The first couplet of this verse is made up of puns on the names of late 19th-century tourist agencies and operators, as described in my answer to Peter Shor’s question. But while researching this answer I noticed that editions of The Seven Seas have different text for this couplet. The original British edition (Methuen and Co., London, 1896) gives the version quoted above (page 135). But the U.S. edition (D. Appleton & Company, New York, 1897) gives this verse as follows (page 119):
Carambas and serapés we waved to every wind,
We smoked good Corpo Bacco when our sweethearts proved unkind;
With maids of matchless beauty and parentage unguessed
We also took our manners to the Islands of the Blest.
Several features of the replacement couplet are unsatisfactory or puzzling:
Waving serapés (Spanish–American shawls) makes sense, but waving carambas does not. Caramba! is a Spanish minced oath, so waving it requires a very loose sense of the word “wave” (or else it is surprisingly rude: caramba is a euphemism for carajo meaning penis).
Kipling’s poem constructs an extended conceit between the Victorian three-volume novel (known as a three-decker) and a ship with three decks. Thus the ship is populated with tropes from these novels: “stolen wills for ballast and a crew of missing heirs” and so on. But considered as literary tropes, carambas and serapés seem to belong to Western fiction rather than Victorian melodramas.
“Corpo Bacco” looks like Italian for “body [of] Bacchus”, presumably an oath (compare perbacco), but in the context of the replacement couplet it seems to be a kind or brand of tobacco. Is this some kind of joke?
If you search on Google Books for the phrase “Corpo Bacco”, there are (discounting duplicates) only two hits: Kipling’s poem in its U.S. edition, and the poem ‘Camp Song’ from The New Monthly Magazine for May 1853, signed ‘G.W.T.’ (perhaps George Walter Thornbury?):
Corpo Bacco! how we battled,
Camped and marched the wide world over.
Caramba!
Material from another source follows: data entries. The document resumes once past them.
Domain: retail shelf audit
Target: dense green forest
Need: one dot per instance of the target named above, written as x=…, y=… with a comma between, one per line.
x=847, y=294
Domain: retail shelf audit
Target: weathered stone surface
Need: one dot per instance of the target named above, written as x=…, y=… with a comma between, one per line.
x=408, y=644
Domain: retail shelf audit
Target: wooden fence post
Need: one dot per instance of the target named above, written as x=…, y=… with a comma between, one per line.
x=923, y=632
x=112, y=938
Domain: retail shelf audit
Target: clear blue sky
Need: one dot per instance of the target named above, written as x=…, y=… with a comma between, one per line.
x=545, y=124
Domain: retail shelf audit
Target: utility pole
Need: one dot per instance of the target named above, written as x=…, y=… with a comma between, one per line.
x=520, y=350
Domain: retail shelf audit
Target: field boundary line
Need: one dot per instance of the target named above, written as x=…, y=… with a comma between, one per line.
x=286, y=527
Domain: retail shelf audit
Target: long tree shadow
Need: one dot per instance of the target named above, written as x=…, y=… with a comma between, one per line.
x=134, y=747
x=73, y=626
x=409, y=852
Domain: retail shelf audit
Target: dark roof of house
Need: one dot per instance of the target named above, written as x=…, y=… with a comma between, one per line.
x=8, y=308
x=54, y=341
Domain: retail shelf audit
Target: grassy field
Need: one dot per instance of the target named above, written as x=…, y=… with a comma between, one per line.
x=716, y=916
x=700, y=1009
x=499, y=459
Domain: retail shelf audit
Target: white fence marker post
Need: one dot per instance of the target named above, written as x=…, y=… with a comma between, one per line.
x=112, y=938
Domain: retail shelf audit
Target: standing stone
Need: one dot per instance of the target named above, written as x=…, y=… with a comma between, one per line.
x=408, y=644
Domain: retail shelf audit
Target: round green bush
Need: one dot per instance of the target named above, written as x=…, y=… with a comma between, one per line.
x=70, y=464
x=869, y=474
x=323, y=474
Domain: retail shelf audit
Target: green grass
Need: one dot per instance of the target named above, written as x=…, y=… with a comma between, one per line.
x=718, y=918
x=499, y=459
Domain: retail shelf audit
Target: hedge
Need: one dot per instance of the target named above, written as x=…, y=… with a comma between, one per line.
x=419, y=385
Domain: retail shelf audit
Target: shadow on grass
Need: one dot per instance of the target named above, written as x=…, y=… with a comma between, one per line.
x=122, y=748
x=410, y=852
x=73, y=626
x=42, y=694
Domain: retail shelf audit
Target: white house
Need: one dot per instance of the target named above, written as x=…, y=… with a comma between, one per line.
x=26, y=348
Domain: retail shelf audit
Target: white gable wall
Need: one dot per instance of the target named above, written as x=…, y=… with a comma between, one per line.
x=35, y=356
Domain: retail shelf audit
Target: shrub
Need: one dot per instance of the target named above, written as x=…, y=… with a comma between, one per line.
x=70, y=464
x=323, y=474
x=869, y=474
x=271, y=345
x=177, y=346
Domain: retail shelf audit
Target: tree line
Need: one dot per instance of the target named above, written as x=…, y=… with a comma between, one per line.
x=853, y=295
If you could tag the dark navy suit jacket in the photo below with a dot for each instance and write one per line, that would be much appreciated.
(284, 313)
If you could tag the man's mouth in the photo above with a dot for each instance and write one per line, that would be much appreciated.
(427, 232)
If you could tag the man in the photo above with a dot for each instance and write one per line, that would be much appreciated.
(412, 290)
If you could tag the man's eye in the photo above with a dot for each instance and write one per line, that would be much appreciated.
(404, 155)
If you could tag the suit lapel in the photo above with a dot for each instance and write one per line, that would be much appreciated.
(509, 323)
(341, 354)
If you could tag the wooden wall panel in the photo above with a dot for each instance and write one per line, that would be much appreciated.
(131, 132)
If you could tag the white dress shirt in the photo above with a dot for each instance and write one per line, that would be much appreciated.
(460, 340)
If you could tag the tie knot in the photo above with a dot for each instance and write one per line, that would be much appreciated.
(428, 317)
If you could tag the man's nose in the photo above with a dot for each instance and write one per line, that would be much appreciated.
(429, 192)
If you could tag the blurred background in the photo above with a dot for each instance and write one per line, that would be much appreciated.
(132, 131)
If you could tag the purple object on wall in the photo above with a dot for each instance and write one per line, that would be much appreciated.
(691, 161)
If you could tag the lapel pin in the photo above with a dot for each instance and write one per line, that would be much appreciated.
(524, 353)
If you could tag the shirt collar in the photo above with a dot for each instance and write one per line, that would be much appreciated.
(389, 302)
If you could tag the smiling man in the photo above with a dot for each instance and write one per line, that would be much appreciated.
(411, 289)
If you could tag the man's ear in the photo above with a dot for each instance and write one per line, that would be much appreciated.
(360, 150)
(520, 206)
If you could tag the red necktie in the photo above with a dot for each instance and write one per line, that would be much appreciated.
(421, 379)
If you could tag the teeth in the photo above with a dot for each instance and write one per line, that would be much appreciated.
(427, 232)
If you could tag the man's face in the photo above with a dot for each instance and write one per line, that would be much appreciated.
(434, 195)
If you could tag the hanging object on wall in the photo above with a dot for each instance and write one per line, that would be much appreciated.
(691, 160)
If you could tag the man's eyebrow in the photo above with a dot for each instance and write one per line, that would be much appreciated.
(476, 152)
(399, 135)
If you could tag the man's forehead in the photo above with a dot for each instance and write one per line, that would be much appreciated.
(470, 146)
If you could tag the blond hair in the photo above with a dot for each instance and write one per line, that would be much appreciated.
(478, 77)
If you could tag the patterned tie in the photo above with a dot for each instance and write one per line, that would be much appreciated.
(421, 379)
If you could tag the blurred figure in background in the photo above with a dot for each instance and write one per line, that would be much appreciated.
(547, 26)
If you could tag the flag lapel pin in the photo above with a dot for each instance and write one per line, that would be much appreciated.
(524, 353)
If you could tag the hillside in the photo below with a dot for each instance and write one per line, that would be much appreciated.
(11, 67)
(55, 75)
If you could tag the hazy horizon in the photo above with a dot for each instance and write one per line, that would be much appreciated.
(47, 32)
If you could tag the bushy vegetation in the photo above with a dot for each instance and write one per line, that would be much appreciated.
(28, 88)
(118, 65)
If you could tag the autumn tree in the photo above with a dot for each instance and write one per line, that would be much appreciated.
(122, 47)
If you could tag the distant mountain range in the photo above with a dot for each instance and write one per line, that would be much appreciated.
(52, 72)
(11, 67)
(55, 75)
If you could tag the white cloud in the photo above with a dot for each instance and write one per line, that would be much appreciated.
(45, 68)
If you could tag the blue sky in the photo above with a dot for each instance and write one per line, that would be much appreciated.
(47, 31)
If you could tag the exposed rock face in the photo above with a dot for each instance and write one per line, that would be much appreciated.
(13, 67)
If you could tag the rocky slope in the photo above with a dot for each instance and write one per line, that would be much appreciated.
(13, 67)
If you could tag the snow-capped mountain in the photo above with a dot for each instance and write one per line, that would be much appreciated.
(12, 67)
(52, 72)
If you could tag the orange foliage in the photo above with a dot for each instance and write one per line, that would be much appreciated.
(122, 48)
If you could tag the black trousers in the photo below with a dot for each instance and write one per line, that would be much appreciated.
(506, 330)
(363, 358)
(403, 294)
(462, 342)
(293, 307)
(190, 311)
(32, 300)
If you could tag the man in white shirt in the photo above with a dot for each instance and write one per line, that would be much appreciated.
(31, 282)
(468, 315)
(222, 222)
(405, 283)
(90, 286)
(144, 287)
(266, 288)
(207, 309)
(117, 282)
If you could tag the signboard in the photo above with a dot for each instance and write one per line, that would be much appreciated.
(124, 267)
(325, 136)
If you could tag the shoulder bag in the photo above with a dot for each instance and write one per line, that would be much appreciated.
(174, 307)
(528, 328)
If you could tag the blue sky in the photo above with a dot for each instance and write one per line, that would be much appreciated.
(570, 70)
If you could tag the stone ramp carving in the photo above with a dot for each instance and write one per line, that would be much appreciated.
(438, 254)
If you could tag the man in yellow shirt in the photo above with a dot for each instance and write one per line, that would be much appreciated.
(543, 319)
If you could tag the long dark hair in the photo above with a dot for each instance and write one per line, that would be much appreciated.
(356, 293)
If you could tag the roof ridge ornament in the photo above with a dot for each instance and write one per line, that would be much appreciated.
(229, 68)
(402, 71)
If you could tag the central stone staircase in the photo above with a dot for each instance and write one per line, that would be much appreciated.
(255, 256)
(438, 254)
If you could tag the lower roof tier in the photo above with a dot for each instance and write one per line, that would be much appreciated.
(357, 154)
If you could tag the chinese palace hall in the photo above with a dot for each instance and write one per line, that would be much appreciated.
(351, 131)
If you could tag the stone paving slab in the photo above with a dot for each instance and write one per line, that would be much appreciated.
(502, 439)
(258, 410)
I’m like the Calmuc,
In my own land but a rover.
Can it be a coincidence that here we have caramba too?
A footnote explains that the italicized phrases in the poem are “oaths of all languages, picked up by the mercenary in different countries.” So in this poem “Corpo Bacco” and “Caramba!” make perfect sense: they are oaths picked up in Italy and Spain respectively. It looks to me very much as though the writer of the replacement couplet was pulling a prank by taking oaths from ‘Camp Song’ and sneaking them past the publisher by deploying them in misleading contexts.
My questions:
Who decided to change this couplet, Kipling or his U.S. publisher, and why? (Did they doubt that their U.S. readers would understand the puns?)
Did Kipling even write the replacement couplet, or is it editorial meddling? Was it common for editors to rewrite parts of poems like this?
Is there a connection to ‘Camp Song’ by ‘G.W.T.’?